Ricostruzione dei fatti e percorso processuale
La sentenza d'appello ribadisce integralmente quanto stabilito in primo grado dalla Corte d'Assise di Trani: Leonetti, reo confesso, era stato condannato l'11 luglio 2025 per omicidio volontario aggravato dalla premeditazione e dai futili motivi, nonché per aver commesso il delitto alla presenza dei due figli minori della coppia. La pronuncia di ieri respinge il ricorso presentato dalla difesa e conferma anche le condanne per i reati di maltrattamenti in famiglia e lesioni.

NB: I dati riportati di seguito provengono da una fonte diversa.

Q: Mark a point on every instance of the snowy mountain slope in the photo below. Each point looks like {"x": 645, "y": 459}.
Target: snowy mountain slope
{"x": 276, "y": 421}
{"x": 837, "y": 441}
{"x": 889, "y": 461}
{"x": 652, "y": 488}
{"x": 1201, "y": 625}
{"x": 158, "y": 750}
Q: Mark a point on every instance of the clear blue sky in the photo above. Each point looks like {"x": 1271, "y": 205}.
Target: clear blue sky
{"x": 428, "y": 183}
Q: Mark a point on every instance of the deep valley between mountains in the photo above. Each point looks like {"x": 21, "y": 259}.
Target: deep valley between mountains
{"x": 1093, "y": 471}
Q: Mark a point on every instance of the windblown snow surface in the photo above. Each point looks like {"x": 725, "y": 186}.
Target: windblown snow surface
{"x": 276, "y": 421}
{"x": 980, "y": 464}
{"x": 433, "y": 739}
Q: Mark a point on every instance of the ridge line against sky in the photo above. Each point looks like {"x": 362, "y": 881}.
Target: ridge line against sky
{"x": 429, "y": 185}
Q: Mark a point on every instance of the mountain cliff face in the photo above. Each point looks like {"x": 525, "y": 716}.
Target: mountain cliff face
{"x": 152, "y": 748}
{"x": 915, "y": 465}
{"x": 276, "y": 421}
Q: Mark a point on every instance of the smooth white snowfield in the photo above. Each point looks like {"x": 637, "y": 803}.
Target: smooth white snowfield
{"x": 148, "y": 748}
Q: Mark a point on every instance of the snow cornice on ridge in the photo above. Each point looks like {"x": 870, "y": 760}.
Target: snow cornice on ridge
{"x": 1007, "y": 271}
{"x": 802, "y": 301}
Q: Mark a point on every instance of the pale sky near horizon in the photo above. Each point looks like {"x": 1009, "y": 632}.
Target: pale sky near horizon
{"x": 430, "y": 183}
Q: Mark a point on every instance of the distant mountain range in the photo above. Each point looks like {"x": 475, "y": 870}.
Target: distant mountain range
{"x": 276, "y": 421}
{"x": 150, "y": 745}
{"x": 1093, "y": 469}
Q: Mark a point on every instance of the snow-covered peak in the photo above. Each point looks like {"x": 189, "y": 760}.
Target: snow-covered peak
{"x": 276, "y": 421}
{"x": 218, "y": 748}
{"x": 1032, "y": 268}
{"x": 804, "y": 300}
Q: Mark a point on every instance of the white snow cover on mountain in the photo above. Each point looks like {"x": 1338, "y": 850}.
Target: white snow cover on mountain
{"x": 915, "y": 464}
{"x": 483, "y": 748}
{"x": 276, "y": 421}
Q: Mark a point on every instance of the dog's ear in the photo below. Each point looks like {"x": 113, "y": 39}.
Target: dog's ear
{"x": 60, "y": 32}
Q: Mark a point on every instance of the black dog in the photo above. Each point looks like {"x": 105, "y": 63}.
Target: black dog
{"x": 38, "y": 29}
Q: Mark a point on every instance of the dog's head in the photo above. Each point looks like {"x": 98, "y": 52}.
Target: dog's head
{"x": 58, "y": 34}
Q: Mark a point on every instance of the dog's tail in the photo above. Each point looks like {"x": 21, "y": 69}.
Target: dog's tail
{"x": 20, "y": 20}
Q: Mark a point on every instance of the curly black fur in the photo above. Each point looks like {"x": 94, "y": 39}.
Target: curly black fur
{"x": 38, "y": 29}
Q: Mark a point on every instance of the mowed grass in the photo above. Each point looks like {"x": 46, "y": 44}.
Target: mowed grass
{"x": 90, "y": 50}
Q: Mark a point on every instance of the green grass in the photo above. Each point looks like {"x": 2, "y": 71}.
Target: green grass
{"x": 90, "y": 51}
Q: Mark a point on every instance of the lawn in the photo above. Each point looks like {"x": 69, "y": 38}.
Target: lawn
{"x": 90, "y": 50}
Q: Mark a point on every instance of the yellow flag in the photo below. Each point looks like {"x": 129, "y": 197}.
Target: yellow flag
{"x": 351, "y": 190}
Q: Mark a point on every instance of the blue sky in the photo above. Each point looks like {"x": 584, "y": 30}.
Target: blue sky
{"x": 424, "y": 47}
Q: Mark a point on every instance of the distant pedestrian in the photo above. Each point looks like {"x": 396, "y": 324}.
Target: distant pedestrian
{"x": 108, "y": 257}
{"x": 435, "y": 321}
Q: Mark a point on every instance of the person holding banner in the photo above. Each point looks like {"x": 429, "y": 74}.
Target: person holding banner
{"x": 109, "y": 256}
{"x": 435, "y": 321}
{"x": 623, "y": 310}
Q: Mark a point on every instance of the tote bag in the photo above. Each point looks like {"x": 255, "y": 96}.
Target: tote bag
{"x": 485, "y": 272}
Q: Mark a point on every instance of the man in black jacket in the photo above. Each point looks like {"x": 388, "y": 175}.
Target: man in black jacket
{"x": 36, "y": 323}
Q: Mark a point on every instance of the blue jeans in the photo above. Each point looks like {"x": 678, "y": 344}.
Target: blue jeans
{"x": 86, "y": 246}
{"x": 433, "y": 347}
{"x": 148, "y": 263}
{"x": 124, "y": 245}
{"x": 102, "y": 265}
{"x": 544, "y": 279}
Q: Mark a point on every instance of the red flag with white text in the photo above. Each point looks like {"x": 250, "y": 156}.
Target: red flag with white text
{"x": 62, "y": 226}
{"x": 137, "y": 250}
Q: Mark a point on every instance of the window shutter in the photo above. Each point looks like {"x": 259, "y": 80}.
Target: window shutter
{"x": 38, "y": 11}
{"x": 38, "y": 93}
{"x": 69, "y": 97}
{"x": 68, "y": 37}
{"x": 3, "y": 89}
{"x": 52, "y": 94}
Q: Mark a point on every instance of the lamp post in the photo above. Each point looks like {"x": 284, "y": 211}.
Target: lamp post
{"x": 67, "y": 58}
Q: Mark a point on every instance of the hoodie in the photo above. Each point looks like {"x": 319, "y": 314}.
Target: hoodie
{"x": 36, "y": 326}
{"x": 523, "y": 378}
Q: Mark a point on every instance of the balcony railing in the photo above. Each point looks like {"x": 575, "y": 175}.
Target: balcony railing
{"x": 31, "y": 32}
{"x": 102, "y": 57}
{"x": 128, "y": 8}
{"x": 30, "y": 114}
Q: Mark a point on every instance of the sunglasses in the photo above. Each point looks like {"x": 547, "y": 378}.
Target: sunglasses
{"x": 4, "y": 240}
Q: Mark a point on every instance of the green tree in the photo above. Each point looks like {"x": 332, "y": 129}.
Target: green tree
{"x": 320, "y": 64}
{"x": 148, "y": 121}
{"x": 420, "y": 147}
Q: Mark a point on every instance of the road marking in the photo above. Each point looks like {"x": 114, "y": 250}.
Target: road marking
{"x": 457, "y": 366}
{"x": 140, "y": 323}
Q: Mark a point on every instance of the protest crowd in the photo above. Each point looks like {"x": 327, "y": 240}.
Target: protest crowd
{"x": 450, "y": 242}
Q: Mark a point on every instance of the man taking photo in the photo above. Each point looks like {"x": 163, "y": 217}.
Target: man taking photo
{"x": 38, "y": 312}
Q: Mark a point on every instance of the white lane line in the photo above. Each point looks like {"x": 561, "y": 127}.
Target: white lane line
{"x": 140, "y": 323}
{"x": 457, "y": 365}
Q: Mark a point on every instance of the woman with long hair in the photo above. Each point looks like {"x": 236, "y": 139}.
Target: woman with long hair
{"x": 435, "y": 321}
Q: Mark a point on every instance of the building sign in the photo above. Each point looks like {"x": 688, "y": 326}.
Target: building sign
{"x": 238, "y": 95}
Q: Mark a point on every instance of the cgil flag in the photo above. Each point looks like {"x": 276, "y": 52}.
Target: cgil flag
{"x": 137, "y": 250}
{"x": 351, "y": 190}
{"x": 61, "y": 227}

Metodo e conseguenze materiali della sentenza
Secondo la ricostruzione processuale, la vittima fu accoltellata con diversi fendenti al torace e all'addome dopo aver comunicato al marito l'intenzione di porre fine alla relazione. Fu lo stesso Leonetti a contattare i soccorsi e a confessare l'accaduto. Con la sentenza d'appello, l'imputato è stato altresì condannato al pagamento delle spese processuali e al risarcimento delle parti civili.
| Data | Evento |
|---|---|
| 28 novembre 2023 | Omicidio di Vincenza Angrisano ad Andria |
| 11 luglio 2025 | Condanna in primo grado (Corte d'Assise di Trani) |
| 16 luglio 2026 | Conferma dell'ergastolo in appello (Corte d'Assise d'Appello di Bari) |
Impatto sulla comunità locale
La vicenda aveva suscitato forte attenzione in città, sia per la drammaticità del fatto sia per la presenza dei due figli minori al momento dell'uccisione. La conferma della pena da parte della Corte d'Assise d'Appello segna una svolta definitiva nella vicenda giudiziaria, sebbene le motivazioni che hanno portato alla decisione saranno rese note solo con il deposito degli atti nei prossimi giorni.
- Condanna confermata: ergastolo per Luigi Leonetti.
- Accuse in capo all'imputato: omicidio volontario aggravato, maltrattamenti in famiglia, lesioni.
- Conseguenze processuali: pagamento delle spese e risarcimento alle parti civili; motivazioni da depositare.
Per le famiglie e i servizi territoriali che si occupano di tutela e prevenzione della violenza domestica, la conferma della sentenza sottolinea la necessità di mantenere alta l'attenzione su percorsi di protezione per le potenziali vittime e per il sostegno ai minori coinvolti in simili drammi familiari.